At that moment he was considerably taken aback by seeing a light flash across the sky. His first thought was that the pirates had discovered him, but upon second consideration he rightly concluded that the flash came from a searchlight in the offing.
Before he had gone very far a faint light blinked from a point half-way up the cliff and immediately above (so he judged) the entrance to the tunnel. It was promptly answered by a light from the Malfilio and in a few minutes the crew of the pirate cruiser were standing to their guns. From where Minalto stood he could see all the starboard guns trained upon the entrance to the harbour, and rather apprehensively he wondered what would happen to him if they opened fire when he was swimming through that narrow gap.
He remained for some minutes crouching against the cliff, until it occurred to him that time and tide wait for no man, and that if he were to return by the way he came he would have to hurry his movements.

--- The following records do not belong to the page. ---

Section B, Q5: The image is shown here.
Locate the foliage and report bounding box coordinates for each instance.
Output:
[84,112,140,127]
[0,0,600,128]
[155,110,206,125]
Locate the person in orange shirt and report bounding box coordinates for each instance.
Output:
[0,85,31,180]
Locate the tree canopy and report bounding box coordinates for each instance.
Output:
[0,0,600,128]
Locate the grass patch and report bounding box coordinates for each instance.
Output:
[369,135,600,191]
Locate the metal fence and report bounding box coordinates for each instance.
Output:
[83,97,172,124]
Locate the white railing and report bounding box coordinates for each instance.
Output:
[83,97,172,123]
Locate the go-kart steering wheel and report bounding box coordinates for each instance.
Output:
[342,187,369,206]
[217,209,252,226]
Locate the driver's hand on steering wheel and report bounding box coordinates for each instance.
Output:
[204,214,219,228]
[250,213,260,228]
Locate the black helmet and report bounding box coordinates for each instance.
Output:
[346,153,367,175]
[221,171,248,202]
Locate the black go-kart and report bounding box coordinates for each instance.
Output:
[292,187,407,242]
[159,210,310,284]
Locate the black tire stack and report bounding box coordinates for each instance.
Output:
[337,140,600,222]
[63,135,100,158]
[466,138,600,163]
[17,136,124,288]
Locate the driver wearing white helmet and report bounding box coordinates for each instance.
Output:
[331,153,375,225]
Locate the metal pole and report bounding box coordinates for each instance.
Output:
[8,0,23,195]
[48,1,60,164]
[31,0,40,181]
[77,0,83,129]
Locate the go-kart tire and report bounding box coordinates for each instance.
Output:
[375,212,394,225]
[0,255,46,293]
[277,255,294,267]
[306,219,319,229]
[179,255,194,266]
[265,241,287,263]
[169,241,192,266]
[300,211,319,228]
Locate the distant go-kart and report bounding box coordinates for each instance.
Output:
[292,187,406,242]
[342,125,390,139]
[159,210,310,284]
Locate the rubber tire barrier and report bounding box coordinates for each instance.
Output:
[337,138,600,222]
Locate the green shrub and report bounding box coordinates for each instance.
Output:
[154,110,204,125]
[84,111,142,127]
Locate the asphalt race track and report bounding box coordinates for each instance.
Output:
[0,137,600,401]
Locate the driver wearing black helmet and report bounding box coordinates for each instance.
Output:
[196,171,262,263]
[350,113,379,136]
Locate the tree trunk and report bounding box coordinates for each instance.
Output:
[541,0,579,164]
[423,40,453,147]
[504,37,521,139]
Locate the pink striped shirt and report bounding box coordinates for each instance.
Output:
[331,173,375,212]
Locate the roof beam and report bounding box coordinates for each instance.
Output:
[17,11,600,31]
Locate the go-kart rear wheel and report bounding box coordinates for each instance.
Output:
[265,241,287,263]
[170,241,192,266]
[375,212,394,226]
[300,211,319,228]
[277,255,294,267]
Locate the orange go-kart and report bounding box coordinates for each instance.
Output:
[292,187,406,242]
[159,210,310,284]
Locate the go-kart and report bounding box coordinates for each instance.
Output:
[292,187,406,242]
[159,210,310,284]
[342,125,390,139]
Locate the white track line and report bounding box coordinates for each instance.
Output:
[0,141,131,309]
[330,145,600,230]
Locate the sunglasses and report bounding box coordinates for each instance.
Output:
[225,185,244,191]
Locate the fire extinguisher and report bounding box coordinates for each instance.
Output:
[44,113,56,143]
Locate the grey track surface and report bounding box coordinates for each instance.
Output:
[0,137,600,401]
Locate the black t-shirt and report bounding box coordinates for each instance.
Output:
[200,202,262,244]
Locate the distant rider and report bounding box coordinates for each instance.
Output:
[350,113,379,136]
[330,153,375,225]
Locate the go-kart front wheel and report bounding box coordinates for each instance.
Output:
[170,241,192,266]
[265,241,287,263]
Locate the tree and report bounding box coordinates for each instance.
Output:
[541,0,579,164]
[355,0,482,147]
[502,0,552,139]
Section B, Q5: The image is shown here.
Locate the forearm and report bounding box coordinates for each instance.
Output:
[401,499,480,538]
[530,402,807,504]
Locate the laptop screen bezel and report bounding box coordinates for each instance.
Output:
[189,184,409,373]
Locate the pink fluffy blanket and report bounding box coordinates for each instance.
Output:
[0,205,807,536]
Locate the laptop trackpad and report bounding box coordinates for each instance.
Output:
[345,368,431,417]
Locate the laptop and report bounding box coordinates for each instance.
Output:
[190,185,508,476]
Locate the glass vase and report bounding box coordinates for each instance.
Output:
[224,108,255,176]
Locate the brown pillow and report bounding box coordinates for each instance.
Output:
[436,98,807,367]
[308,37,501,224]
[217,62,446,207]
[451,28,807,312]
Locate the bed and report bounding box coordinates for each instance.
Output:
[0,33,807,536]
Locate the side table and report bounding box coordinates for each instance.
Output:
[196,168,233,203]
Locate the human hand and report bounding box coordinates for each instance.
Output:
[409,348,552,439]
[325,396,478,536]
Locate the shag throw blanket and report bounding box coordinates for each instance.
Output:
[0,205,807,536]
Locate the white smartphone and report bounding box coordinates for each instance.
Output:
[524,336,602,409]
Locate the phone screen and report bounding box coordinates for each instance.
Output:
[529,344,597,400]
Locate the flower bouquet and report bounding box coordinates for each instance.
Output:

Minalto took the water as noiselessly as an otter. Swimming dog-stroke in order to minimize the phosphorescent swirl of his wake, he kept close to the cliffs—so close, in fact, that once his right knee came into sharp contact with a rock.
Then came the crucial point of his return journey—the passage of the harbour mouth. Dozens of pairs of eyes must, he knew, be peering in that direction, but he reckoned on the possibility that while they were looking for a large object, namely an armed boat from the warship off the island, they would fail to detect a small one—the head of the swimmer.
Unobserved he cleared the projecting headland, and working from buoy to buoy along the south approach channel until he came in view of the reef, gained a "kicking-off" position for the longest and most strenuous of his many swims that night.
Although the sea was warm he was beginning to feel that "water-logged" sensation that results from keeping in too long. Alternately swimming on his breast and back he continued doggedly, knowing that if he rested he would be swept out of his course by the steady indraught into the lagoon, for by this time the young flood was making.
At length he gained the reef, rubbed his cramped limbs, and set off briskly to the point nearest that part of the island whence he had set out, and an hour and a half later he was being hauled up the cliff.
Jasper Minalto had told his story, without any embellishments, in the broad, burring dialect of the West Country. But behind that simple narrative his listeners detected a ring of indomitability that had brought the man safely through the grave perils by land and sea.
"That coral is most heavy on shoe leather," he remarked. "Fair cut to pieces 'un is. But nex' time 'twill be only one way, like; seein' as how us be a-comin' back wi' the boat."